Au salon du nucléaire à Paris, la relance de l'atome devient une "réalité", clame le secteur

Le retour annoncé du nucléaire est "une réalité": au WNE, plus grand salon au monde consacré au nucléaire civil, les acteurs célèbrent le retour en grâce de cette énergie mais le chemin reste pavé de défis.

Le World Nuclear Exhibition, plus grand salon mondial du nucléaire civil en nombre d'exposants et de visteurs se tient jusqu'à jeudi à Villepinte, au nord de la capitale française.

Il y a 4 ans, le directeur exécutif de l'Agence internationale de l'Energie, Fatih Birol, évoquait ici-même "le retour du nucléaire". C'est "une réalité maintenant", a-t-il lancé en inaugurant le salon.

"Cette édition du WNE marque véritablement la renaissance du nucléaire et une augmentation de l'acceptabilité dans le monde", affirme à l'AFP Sylvie Bermann, la présidente du WNE.

Les organisateurs anticipent une édition "historique" avec 25.000 visiteurs attendus et 1.000 exposants couvrant l'ensemble de la filière nucléaire civile, soit environ 30% de plus que lors de la précédente édition en 2023.

Environ 80 pays sont représentés dans ce salon du nucléaire, un secteur tombé en disgrâce après l'accident de la centrale japonaise de Fukushima en 2011, mais qui connaît depuis quelques années un regain d'intérêt sur la scène internationale. A la COP28 de Dubaï en 2023, une vingtaine de pays s'étaient engagés à un triplement de la capacité nucléaire installée d'ici à 2050.

Pour l'AIE, les chiffres sont parlants: en 2025, "le nucléaire n'a jamais produit autant d'électricité dans le monde", a martelé Fatih Birol, en indiquant aussi que "70 GW (de capacités) de sites nucléaires sont en construction, le chiffre le plus élevé enregistré au cours des trois dernières décennies". Et de poursuivre: 40 pays prévoient de "créer leur propre industrie nucléaire".

Les industriels et promoteurs de la filière nucléaire mettent en avant l'avantage climatique de cette énergie, bas-carbone comme l'éolien et le solaire, et sa contribution à la sécurité énergétique grâce à sa production abondante et stable, qui attire les convoitises des acteurs du numérique pour faire tourner les centres de données, devenus encore plus voraces en électricité avec le boom de l'intelligence artificielle.

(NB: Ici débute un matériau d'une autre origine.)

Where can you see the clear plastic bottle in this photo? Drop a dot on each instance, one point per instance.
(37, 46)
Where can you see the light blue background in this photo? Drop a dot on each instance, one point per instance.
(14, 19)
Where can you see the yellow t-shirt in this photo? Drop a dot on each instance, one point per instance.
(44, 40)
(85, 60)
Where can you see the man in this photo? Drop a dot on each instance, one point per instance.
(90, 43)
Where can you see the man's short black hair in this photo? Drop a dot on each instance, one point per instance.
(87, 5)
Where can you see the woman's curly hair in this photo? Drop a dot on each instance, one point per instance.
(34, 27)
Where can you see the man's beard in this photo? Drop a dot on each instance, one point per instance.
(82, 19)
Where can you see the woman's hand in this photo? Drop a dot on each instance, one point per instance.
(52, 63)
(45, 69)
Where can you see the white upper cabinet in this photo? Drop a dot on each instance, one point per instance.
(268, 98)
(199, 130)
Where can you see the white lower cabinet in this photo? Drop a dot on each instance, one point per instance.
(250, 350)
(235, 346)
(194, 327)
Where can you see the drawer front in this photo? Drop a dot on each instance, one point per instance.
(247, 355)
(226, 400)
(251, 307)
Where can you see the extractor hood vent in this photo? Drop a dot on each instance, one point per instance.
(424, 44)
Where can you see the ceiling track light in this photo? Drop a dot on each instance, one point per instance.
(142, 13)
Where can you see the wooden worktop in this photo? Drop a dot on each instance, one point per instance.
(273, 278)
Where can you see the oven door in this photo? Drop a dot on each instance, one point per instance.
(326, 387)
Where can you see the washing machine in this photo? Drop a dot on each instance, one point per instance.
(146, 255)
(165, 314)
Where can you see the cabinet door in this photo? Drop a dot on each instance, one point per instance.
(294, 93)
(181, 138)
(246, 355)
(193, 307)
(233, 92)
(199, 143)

"La demande d'électricité explose, même en Europe", dopée par cette soif du numérique et les véhicules électriques, a assuré Fatih Birol, mais "le principal moteur de la croissance de la demande (...) est l'augmentation du nombre de climatiseurs" dans le monde.

- Le marché pousse -

"Pour la première fois dans l'histoire commerciale de l'exploitation nucléaire, il y a une demande pour le nucléaire, le marché pousse", il ne s'agit "plus de décisions d'Etats", a souligné Rafael Grossi, directeur général de l'AIEA.

Ce retour n'est "pas un phénomène européen", a-t-il assuré en évoquant les ambitions de pays comme l'Inde, l'Afrique du Sud, ou l'Egypte ; la Chine, championne des chantiers, "où 26 réacteurs sont en construction" et l'offensive des États-Unis, où le président Trump "a signé un certain nombre de décrets exécutifs qui poussent le secteur de manière très déterminée".

Pour autant, retrouver un âge d'or du nucléaire comme dans les années 70 et 80 soulève d'immenses défis, a reconnu Fatih Birol, à commencer par le financement des projets, longs et coûteux. Une mise en garde résonne: livrer les chantiers "dans les délais et dans les budgets" car "chaque retard coûte de l'argent", a rappelé le PDG d'EDF Bernard Fontana.

"En moyenne, dans la plupart des pays du monde", les projets d'énergie nucléaire connaissent "un retard de huit ans et un coût financier environ 2,5 fois supérieur à l'estimation initiale", a illustré Fatih Birol.

D'autres sujets mobilisent les acteurs: développer les chaînes d'approvisionnement, la formation des personnels, l'attractivité des métiers, mais aussi diversifier les sources de production et d'enrichissement de l'uranium qui "sont concentrés dans un très petit nombre de pays" selon Fatih Birol.

Le salon accueille 24 pavillons nationaux contre 18 précédemment avec notamment l'Inde et l'Ukraine comme nouveaux venus et un "pavillon nordique", à côté des deux plus grands pavillons du salon, ceux de la France et de la Chine. Comme en 2023, le poids lourd du secteur, la Russie, plus grand pays exportateur de centrales, est absent, en raison de la guerre en Ukraine.